When Colorado residents make the decision of whether or not to take on additional debt, a main consideration in the decision is how much assets they have at the time. Individuals who have more assets may feel comfortable, and more able, to take on an additional loan or debt payment. Of course, when the person's assets become outweighed by the debt, the individual may need to consider different options for debt relief, including filing for bankruptcy.
In bankruptcy, particularly Chapter 7 bankruptcy, an individual's assets are a key part of the case, as the assets are sold and the profits are used to pay off the debt that is held by creditors.
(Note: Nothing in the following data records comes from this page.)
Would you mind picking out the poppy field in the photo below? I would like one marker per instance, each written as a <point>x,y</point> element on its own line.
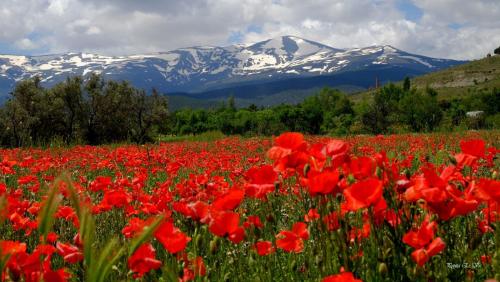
<point>288,208</point>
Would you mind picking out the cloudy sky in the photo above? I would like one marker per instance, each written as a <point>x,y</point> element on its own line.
<point>458,29</point>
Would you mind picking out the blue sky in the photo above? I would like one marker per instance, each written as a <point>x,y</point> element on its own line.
<point>459,29</point>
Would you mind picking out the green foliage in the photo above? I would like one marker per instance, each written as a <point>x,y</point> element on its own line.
<point>74,111</point>
<point>98,111</point>
<point>327,112</point>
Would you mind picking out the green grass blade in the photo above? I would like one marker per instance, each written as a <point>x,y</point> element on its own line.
<point>72,193</point>
<point>107,259</point>
<point>49,208</point>
<point>146,234</point>
<point>87,231</point>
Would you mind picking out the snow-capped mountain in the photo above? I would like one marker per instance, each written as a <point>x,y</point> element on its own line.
<point>199,69</point>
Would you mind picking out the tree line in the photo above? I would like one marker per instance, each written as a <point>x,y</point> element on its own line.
<point>95,111</point>
<point>80,112</point>
<point>391,109</point>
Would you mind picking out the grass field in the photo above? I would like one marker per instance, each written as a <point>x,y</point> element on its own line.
<point>292,208</point>
<point>456,82</point>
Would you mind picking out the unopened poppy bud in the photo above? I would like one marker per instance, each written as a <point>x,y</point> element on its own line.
<point>270,218</point>
<point>251,261</point>
<point>350,179</point>
<point>214,245</point>
<point>452,159</point>
<point>198,241</point>
<point>382,268</point>
<point>318,260</point>
<point>387,252</point>
<point>276,186</point>
<point>307,167</point>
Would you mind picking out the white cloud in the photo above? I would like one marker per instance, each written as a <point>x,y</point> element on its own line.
<point>130,26</point>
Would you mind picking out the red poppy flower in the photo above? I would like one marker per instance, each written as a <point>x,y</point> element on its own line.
<point>323,183</point>
<point>143,260</point>
<point>224,222</point>
<point>260,181</point>
<point>311,215</point>
<point>362,194</point>
<point>71,254</point>
<point>341,277</point>
<point>264,248</point>
<point>229,201</point>
<point>253,220</point>
<point>172,239</point>
<point>292,241</point>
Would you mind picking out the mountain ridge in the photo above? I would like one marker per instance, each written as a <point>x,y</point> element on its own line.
<point>207,68</point>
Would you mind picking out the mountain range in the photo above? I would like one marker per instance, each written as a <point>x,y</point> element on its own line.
<point>253,72</point>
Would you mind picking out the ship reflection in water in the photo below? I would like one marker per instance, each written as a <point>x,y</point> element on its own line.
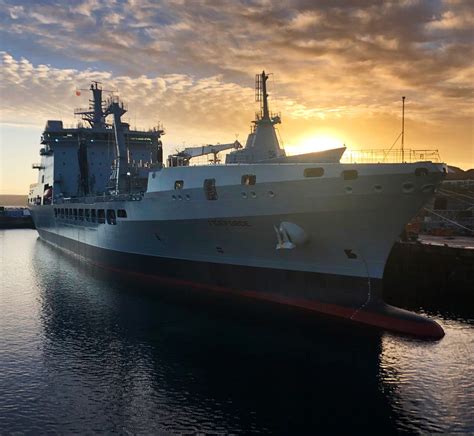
<point>84,351</point>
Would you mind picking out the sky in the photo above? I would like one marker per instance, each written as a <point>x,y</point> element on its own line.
<point>339,70</point>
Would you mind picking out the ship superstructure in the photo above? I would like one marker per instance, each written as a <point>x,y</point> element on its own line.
<point>305,230</point>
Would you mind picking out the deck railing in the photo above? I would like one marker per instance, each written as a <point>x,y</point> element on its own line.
<point>389,156</point>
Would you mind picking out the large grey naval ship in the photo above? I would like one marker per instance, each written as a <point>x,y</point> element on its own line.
<point>306,231</point>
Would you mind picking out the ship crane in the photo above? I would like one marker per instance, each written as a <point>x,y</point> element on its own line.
<point>183,157</point>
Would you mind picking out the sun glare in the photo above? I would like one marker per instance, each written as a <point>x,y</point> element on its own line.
<point>314,143</point>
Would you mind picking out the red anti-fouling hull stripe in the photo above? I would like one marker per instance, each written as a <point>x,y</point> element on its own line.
<point>386,317</point>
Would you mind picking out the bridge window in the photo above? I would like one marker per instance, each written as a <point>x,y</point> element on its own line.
<point>350,174</point>
<point>313,172</point>
<point>101,216</point>
<point>111,219</point>
<point>249,179</point>
<point>210,189</point>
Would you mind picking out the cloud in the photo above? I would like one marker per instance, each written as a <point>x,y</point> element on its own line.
<point>192,64</point>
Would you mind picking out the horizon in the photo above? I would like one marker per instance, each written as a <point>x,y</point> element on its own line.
<point>339,72</point>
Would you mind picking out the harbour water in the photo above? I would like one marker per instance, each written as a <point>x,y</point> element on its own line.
<point>84,351</point>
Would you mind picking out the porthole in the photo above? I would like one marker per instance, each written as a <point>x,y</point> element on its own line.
<point>408,187</point>
<point>428,189</point>
<point>420,172</point>
<point>314,172</point>
<point>350,174</point>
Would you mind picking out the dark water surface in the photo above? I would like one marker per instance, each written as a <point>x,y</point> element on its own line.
<point>84,351</point>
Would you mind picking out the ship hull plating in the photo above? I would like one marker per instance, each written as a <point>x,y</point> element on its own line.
<point>319,244</point>
<point>357,299</point>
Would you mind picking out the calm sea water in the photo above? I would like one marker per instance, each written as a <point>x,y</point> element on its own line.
<point>84,351</point>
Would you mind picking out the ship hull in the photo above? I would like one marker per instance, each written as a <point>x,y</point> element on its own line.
<point>357,299</point>
<point>318,243</point>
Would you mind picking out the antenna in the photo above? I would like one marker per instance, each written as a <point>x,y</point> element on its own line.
<point>403,129</point>
<point>261,94</point>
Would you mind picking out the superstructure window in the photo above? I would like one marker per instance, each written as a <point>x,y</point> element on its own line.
<point>350,174</point>
<point>248,179</point>
<point>210,189</point>
<point>111,219</point>
<point>313,172</point>
<point>101,216</point>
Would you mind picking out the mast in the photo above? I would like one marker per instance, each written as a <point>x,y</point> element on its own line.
<point>261,95</point>
<point>116,108</point>
<point>95,114</point>
<point>403,129</point>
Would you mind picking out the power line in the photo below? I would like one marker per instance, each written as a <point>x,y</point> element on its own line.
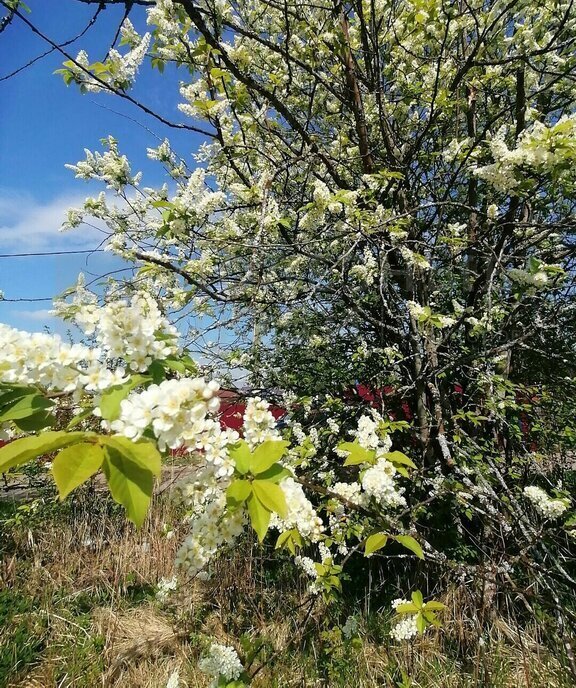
<point>49,253</point>
<point>47,298</point>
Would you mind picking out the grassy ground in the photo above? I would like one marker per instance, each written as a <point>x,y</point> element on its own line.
<point>78,608</point>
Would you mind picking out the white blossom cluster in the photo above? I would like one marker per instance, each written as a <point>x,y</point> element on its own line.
<point>165,587</point>
<point>547,507</point>
<point>300,513</point>
<point>47,361</point>
<point>109,167</point>
<point>176,410</point>
<point>539,149</point>
<point>119,71</point>
<point>221,661</point>
<point>259,423</point>
<point>350,627</point>
<point>537,279</point>
<point>211,529</point>
<point>404,627</point>
<point>134,330</point>
<point>367,433</point>
<point>378,483</point>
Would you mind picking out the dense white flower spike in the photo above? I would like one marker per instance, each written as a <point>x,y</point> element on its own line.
<point>378,483</point>
<point>221,661</point>
<point>404,628</point>
<point>175,410</point>
<point>545,505</point>
<point>165,587</point>
<point>259,423</point>
<point>301,514</point>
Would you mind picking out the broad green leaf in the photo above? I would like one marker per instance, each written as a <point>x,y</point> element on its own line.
<point>111,399</point>
<point>238,492</point>
<point>418,599</point>
<point>143,453</point>
<point>357,455</point>
<point>129,483</point>
<point>271,496</point>
<point>37,421</point>
<point>406,608</point>
<point>241,455</point>
<point>399,457</point>
<point>275,473</point>
<point>375,542</point>
<point>410,543</point>
<point>420,623</point>
<point>286,540</point>
<point>434,606</point>
<point>24,407</point>
<point>9,393</point>
<point>266,455</point>
<point>79,417</point>
<point>74,465</point>
<point>259,516</point>
<point>27,448</point>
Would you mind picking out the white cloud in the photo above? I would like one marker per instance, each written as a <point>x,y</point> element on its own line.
<point>41,315</point>
<point>27,225</point>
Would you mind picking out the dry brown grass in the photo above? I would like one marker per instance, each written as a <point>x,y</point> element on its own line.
<point>119,639</point>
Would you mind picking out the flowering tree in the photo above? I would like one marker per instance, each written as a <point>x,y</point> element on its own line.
<point>385,196</point>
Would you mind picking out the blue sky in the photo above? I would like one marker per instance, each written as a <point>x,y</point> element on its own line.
<point>43,126</point>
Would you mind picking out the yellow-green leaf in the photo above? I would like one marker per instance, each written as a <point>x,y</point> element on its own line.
<point>410,543</point>
<point>143,453</point>
<point>420,623</point>
<point>357,454</point>
<point>434,606</point>
<point>417,598</point>
<point>74,465</point>
<point>238,492</point>
<point>271,496</point>
<point>406,608</point>
<point>130,484</point>
<point>375,542</point>
<point>27,448</point>
<point>399,457</point>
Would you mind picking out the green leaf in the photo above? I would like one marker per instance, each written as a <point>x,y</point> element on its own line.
<point>357,454</point>
<point>271,496</point>
<point>9,393</point>
<point>275,474</point>
<point>418,599</point>
<point>410,543</point>
<point>129,483</point>
<point>266,455</point>
<point>78,418</point>
<point>238,492</point>
<point>24,407</point>
<point>241,455</point>
<point>286,539</point>
<point>399,457</point>
<point>406,608</point>
<point>434,606</point>
<point>37,421</point>
<point>27,448</point>
<point>259,516</point>
<point>111,399</point>
<point>74,465</point>
<point>143,453</point>
<point>375,542</point>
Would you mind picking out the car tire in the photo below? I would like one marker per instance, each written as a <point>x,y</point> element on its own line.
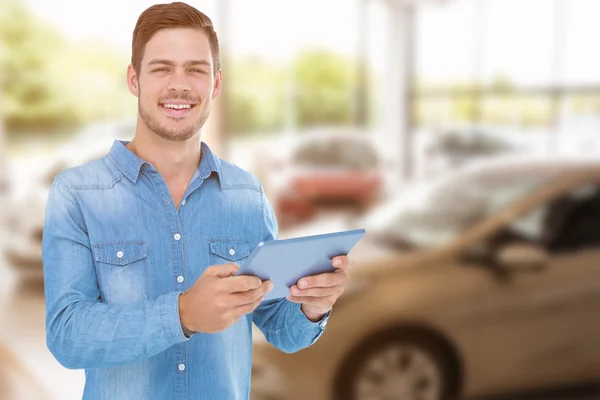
<point>399,365</point>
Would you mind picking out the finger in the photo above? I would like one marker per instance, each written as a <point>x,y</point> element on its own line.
<point>317,292</point>
<point>248,308</point>
<point>241,298</point>
<point>327,279</point>
<point>223,270</point>
<point>342,262</point>
<point>242,283</point>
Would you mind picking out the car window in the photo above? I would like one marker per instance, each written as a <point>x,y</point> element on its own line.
<point>576,227</point>
<point>561,224</point>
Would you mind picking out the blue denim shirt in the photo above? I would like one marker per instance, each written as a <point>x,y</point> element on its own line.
<point>117,254</point>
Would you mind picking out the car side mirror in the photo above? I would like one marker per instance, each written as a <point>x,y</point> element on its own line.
<point>522,257</point>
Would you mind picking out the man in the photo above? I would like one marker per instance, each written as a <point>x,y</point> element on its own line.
<point>140,246</point>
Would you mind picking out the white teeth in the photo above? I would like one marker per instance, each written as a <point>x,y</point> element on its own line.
<point>177,106</point>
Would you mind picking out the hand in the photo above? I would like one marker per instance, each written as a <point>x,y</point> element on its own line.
<point>218,299</point>
<point>318,293</point>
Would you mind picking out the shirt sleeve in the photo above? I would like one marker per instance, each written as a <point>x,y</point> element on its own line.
<point>82,331</point>
<point>282,322</point>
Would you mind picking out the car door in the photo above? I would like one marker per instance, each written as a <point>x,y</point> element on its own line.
<point>540,327</point>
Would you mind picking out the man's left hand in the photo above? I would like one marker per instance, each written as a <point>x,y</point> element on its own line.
<point>318,293</point>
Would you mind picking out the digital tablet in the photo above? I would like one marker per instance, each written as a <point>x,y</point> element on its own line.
<point>285,261</point>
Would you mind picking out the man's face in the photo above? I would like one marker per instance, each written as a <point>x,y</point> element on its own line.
<point>176,83</point>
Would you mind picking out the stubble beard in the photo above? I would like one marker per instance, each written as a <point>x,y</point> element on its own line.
<point>177,134</point>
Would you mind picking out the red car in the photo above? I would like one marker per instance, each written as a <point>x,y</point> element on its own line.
<point>327,169</point>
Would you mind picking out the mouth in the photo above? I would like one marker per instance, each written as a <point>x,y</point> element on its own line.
<point>177,109</point>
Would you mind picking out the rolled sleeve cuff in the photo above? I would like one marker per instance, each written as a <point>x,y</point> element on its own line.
<point>302,321</point>
<point>169,318</point>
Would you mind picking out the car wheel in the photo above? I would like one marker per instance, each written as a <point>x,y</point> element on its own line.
<point>399,366</point>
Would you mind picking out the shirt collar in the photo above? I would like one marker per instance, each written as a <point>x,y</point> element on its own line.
<point>130,164</point>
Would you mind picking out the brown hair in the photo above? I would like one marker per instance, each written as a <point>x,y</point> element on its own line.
<point>174,15</point>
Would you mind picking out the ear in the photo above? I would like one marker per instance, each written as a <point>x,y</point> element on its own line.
<point>132,81</point>
<point>218,84</point>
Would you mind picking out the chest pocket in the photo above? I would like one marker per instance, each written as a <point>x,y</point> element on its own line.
<point>226,251</point>
<point>122,271</point>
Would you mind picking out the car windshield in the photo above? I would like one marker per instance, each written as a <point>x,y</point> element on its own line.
<point>335,153</point>
<point>434,213</point>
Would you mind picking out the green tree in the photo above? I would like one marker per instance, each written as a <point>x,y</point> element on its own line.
<point>325,86</point>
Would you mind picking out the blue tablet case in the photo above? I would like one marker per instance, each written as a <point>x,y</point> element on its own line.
<point>285,261</point>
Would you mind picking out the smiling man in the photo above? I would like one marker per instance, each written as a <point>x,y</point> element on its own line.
<point>141,246</point>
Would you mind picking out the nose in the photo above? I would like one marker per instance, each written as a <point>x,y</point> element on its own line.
<point>179,82</point>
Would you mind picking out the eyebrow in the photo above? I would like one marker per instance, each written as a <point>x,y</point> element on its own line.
<point>187,63</point>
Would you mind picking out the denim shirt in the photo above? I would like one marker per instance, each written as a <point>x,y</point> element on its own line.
<point>117,254</point>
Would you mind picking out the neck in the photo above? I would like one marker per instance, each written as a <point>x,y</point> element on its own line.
<point>175,161</point>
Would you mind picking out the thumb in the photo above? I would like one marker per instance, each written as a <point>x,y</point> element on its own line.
<point>225,270</point>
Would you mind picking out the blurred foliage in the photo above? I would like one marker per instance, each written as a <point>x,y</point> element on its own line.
<point>325,85</point>
<point>50,84</point>
<point>317,89</point>
<point>257,96</point>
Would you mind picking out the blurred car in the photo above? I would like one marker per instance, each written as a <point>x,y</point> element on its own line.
<point>24,224</point>
<point>326,169</point>
<point>485,282</point>
<point>453,148</point>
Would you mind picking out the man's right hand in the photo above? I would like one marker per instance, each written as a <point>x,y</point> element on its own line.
<point>218,299</point>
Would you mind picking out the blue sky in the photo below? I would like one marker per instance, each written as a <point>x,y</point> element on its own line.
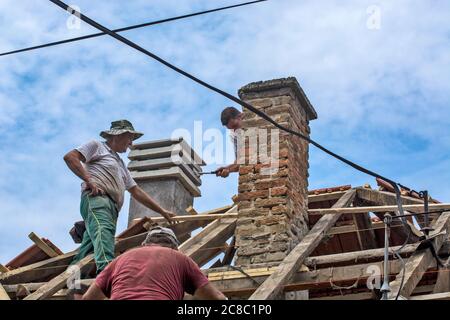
<point>382,95</point>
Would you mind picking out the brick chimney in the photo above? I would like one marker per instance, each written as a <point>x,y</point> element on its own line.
<point>169,170</point>
<point>273,206</point>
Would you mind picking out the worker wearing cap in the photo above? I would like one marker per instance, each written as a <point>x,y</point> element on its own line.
<point>231,118</point>
<point>155,271</point>
<point>105,179</point>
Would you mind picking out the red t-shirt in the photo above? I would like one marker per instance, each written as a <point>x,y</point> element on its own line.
<point>151,273</point>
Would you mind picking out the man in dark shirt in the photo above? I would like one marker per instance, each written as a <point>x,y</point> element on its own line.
<point>155,271</point>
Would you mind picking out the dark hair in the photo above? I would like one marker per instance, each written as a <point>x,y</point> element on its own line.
<point>228,114</point>
<point>161,240</point>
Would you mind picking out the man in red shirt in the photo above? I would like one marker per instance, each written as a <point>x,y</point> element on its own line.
<point>155,271</point>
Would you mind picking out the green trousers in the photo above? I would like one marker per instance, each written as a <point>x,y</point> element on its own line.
<point>100,217</point>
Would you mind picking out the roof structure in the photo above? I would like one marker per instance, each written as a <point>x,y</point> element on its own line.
<point>340,255</point>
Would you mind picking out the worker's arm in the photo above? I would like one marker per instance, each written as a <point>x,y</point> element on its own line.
<point>142,197</point>
<point>209,292</point>
<point>94,293</point>
<point>73,160</point>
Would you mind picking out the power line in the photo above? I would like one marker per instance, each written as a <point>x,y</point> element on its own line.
<point>137,26</point>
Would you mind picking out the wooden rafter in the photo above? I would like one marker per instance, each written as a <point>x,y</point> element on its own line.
<point>418,263</point>
<point>59,282</point>
<point>434,296</point>
<point>274,284</point>
<point>42,245</point>
<point>393,208</point>
<point>235,283</point>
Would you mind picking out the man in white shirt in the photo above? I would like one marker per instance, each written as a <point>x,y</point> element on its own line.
<point>105,179</point>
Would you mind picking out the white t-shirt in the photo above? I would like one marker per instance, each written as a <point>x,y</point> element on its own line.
<point>107,170</point>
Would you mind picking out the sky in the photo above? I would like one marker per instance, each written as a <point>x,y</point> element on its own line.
<point>377,73</point>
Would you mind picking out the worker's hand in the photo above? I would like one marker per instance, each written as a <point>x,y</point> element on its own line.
<point>169,215</point>
<point>223,172</point>
<point>95,190</point>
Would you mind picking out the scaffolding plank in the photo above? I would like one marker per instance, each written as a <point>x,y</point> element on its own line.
<point>418,263</point>
<point>42,245</point>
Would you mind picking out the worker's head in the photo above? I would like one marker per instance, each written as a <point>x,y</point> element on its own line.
<point>231,118</point>
<point>164,237</point>
<point>121,135</point>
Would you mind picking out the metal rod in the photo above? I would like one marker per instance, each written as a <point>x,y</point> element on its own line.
<point>385,289</point>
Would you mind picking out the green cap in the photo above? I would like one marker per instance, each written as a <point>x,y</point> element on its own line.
<point>119,127</point>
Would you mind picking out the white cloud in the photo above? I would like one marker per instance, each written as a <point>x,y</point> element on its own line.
<point>376,91</point>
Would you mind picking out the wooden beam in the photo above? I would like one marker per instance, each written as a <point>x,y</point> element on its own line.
<point>358,210</point>
<point>198,217</point>
<point>237,284</point>
<point>3,294</point>
<point>273,286</point>
<point>42,245</point>
<point>418,263</point>
<point>210,241</point>
<point>435,296</point>
<point>60,281</point>
<point>230,252</point>
<point>3,269</point>
<point>348,258</point>
<point>382,198</point>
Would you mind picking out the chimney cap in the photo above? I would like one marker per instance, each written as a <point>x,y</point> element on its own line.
<point>275,84</point>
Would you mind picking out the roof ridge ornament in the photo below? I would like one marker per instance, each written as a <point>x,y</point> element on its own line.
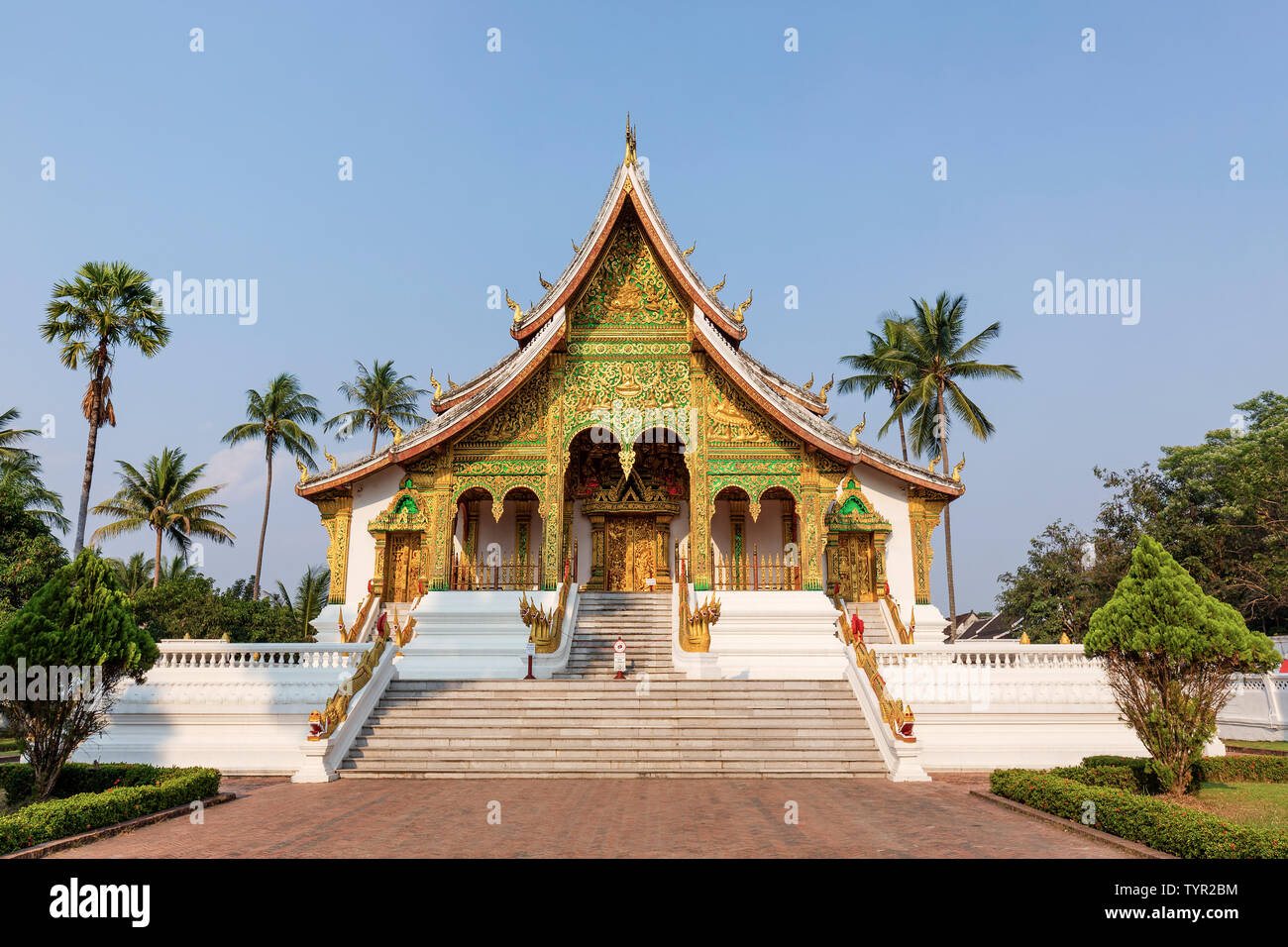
<point>518,312</point>
<point>630,142</point>
<point>858,429</point>
<point>741,309</point>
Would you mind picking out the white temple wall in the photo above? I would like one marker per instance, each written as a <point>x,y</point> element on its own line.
<point>890,497</point>
<point>372,496</point>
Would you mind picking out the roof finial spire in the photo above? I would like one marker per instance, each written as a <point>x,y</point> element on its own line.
<point>630,142</point>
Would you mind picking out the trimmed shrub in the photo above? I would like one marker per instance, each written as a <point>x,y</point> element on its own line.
<point>58,818</point>
<point>18,779</point>
<point>1146,819</point>
<point>1207,770</point>
<point>1112,776</point>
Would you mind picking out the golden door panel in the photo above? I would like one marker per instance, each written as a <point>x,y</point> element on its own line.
<point>402,566</point>
<point>630,554</point>
<point>855,567</point>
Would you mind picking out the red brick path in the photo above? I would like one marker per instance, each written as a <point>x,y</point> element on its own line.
<point>600,818</point>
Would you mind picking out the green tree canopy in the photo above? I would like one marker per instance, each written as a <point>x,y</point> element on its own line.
<point>80,617</point>
<point>1170,652</point>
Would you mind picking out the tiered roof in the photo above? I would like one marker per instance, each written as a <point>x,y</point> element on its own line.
<point>717,330</point>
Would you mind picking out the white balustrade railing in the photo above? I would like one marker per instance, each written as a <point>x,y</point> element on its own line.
<point>217,655</point>
<point>992,673</point>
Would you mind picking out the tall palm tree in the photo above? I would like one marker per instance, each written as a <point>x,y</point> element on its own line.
<point>938,355</point>
<point>381,397</point>
<point>104,307</point>
<point>274,418</point>
<point>133,574</point>
<point>881,367</point>
<point>163,497</point>
<point>21,476</point>
<point>11,437</point>
<point>310,595</point>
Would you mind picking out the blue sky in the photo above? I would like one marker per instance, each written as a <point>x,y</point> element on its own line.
<point>807,169</point>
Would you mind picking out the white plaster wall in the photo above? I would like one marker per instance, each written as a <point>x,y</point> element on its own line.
<point>890,497</point>
<point>372,496</point>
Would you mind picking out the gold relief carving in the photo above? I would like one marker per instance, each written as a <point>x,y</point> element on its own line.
<point>730,419</point>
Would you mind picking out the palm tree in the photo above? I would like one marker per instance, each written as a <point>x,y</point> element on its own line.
<point>21,476</point>
<point>310,595</point>
<point>936,357</point>
<point>163,497</point>
<point>381,397</point>
<point>274,416</point>
<point>134,574</point>
<point>881,368</point>
<point>11,437</point>
<point>107,305</point>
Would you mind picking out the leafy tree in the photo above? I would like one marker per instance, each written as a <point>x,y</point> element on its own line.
<point>29,556</point>
<point>1056,589</point>
<point>883,367</point>
<point>80,618</point>
<point>21,476</point>
<point>310,595</point>
<point>11,437</point>
<point>938,357</point>
<point>163,497</point>
<point>382,397</point>
<point>194,608</point>
<point>104,307</point>
<point>1170,652</point>
<point>274,418</point>
<point>133,574</point>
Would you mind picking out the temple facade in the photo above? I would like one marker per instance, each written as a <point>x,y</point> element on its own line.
<point>630,442</point>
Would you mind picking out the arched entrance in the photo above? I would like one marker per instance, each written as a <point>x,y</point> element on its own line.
<point>855,545</point>
<point>629,501</point>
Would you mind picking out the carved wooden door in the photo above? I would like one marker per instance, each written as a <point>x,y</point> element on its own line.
<point>855,567</point>
<point>402,567</point>
<point>631,553</point>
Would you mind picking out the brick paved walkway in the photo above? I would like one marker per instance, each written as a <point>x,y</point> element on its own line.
<point>600,818</point>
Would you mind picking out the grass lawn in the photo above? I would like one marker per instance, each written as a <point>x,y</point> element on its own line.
<point>1258,804</point>
<point>1258,744</point>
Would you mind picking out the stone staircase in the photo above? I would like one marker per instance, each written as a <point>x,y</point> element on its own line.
<point>643,621</point>
<point>614,728</point>
<point>875,630</point>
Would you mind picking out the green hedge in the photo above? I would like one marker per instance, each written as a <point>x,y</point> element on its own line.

While individuals may think of common assets, like what is in their bank account, the trustee appointed in the case may also be able to sell off more unique assets if they do not qualify for a particular exemption.For example, Warren Sapp, a former NFL defensive lineman and recent inductee into the Hall of Fame, filed for Chapter 7 bankruptcy in 2012. Some of his property has been sold off to pay part of the $6.7 million in debt he reported on his personal bankruptcy petition. Among these assets were Sapp's collection of approximately 213 pairs of shoes, which were recently sold at a bankruptcy auction for $6,390, or about $30 per pair of shoes. Many of the shoes were unused and still in boxes.
While the shoes may seem like an odd asset to sell in a bankruptcy case, a bankruptcy filing leads to the creation of an estate, which consists of all legal or equitable interests the debtor has in property when the case is commenced. Accordingly, individuals thinking of filing for bankruptcy may need more information in order to determine what property they may have that may be at issue in the bankruptcy case, and whether any exemptions may be available on that property.